Natural or treated stone?

The Decree n°2002-65 of January 14, 2002 relating to the trade of gemstones and pearls in France has clearly distinguished between "traditional lapidary practices" such as "heat treatment, provided that any residues of heating on the surface do not cause a break in the reflection visible with a 10x magnification magnifying glass".

While on the other hand, stones that have undergone "treatment by irradiation, laser, dye, surface diffusion, filling, possibly as a residue of heat treatment, colorless foreign matter solidified in the outer cavities that show breaks in reflection visible with a magnifying glass of 10 times magnification, or any other laboratory method that modifies their appearance, color or purity" must be marked "treated".

Not easy to distinguish between the two! Depending on the temperature, heating is considered in some cases as a "traditional" heat treatment and in other cases, it can modify the color and/or inclusions contained in the "treated" stone.

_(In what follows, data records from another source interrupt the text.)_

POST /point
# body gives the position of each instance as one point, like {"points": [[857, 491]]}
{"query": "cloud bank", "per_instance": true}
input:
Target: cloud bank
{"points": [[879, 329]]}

Clearly, either the stone is natural, without heating, or it has undergone a light "traditional" heating, or it has been treated by heating to 1600 ° combined with other chemical elements in order to modify the color and make it pure.

The price

Considering that the price differences are significant for natural, unheated and untreated stones, reaching up to 13,000 €/carat in the case of Padparadscha, the question of the heating technique is important to know.

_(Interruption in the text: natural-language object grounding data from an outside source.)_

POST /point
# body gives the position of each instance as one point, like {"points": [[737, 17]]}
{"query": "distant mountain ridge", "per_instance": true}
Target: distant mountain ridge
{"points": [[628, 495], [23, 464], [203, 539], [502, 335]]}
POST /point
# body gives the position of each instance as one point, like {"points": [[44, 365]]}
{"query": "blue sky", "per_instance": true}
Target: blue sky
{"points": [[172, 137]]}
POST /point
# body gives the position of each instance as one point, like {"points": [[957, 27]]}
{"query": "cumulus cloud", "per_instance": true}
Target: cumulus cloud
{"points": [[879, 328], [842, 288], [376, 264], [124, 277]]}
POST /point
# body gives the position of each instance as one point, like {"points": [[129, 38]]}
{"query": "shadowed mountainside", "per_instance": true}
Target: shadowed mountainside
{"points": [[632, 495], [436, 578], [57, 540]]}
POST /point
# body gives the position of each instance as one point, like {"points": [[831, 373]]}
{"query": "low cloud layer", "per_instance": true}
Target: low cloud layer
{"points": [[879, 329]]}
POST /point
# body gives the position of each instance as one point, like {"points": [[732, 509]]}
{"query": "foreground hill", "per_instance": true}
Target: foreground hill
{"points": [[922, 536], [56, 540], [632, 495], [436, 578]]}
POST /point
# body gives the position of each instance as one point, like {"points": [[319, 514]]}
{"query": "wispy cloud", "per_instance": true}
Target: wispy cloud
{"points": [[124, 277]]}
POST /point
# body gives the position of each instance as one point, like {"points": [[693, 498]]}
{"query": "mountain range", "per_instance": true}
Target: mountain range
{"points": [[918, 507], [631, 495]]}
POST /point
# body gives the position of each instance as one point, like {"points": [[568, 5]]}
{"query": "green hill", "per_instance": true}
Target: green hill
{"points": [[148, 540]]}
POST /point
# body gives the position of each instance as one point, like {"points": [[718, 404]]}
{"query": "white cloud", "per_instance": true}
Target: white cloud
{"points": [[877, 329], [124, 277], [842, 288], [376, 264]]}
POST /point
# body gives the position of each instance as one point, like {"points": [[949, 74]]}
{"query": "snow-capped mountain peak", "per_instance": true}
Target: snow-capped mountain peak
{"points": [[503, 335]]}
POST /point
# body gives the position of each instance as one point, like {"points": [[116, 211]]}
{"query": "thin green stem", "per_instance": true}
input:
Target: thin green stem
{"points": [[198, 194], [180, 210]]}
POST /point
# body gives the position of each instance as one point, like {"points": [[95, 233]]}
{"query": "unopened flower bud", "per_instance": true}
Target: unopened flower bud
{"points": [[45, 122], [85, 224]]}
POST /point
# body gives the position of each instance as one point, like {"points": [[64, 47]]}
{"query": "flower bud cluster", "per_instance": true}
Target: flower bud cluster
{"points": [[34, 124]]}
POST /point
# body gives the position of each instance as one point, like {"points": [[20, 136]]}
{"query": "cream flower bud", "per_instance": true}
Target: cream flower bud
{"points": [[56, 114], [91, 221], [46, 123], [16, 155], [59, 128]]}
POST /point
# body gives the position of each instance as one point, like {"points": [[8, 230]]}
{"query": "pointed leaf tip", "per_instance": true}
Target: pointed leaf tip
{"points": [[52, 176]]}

Synthetic stone or imitation?

Participating in a think tank with other non-gem experts, I realized the possible confusion between the two cases.

Above all, it is essential to know the name of the mineral species which is sometimes different from its commercial designation: the term "water sapphire" used in the field of lithotherapy seems inappropriate to me; it is actually a species called cordierite or iolite which presents an optical phenomenon called trichroism (3 distinct colors visible according to the orientation of the stone in relation to its optical axis) and which has nothing to do with sapphire (family of corundum) which only presents a pleochroism (2 colors).

Synthetic sapphires: several processes

Then, on the jewelry market, synthetic sapphires abound that have undergone, in addition, a treatment on their color or purity to blur any identification of the methods used.

These synthetic sapphires are therefore stones produced in a laboratory from the same chemical elements; certain characteristic inclusions are visible with a magnifying glass (Verneuil process developed at the end of the 19th century) which can be a source of confusion when selling because it is indeed a "sapphire" to which we must add "synthetic" according to French legislation; man has produced a sapphire with the same main characteristics of the stone: its hardness, density, for example, but in the laboratory.

In the end, very little difference to the naked eye you might say.

The case of an imitation stone

On the other hand, imitation stones are natural stones or stones treated in order to confuse them with the original ... you still follow me? For example, we could mount a red glass emerald cut stone set with diamonds, sold as imitating a ruby. Glass is not a synthetic stone, it is another material that imitates the color of ruby.

Conclusion

Color remains a primary factor in the calculation of price, but it is not the exclusive criterion; the quality of the cut with the respect of proportions, in particular between the base, the table, the facets, the purity, the zones of color, the polishing, all these criteria enter in consideration for rare gems.

From my point of view, the natural inclusions characteristic of corundum, visible with a magnifying glass, remain the best evidence of the traces of the natural growth of crystallization and are source of proof sometimes of the origin of the deposit. Burma, Sri Lanka are the most sought after origins, other deposits, Australia and Madagascar produce beautiful colored sapphires.

The appreciation of color shades may vary from region to region according to cultural tastes and symbolic aspects.

To appreciate, let's learn to look at the details with a magnifying glass!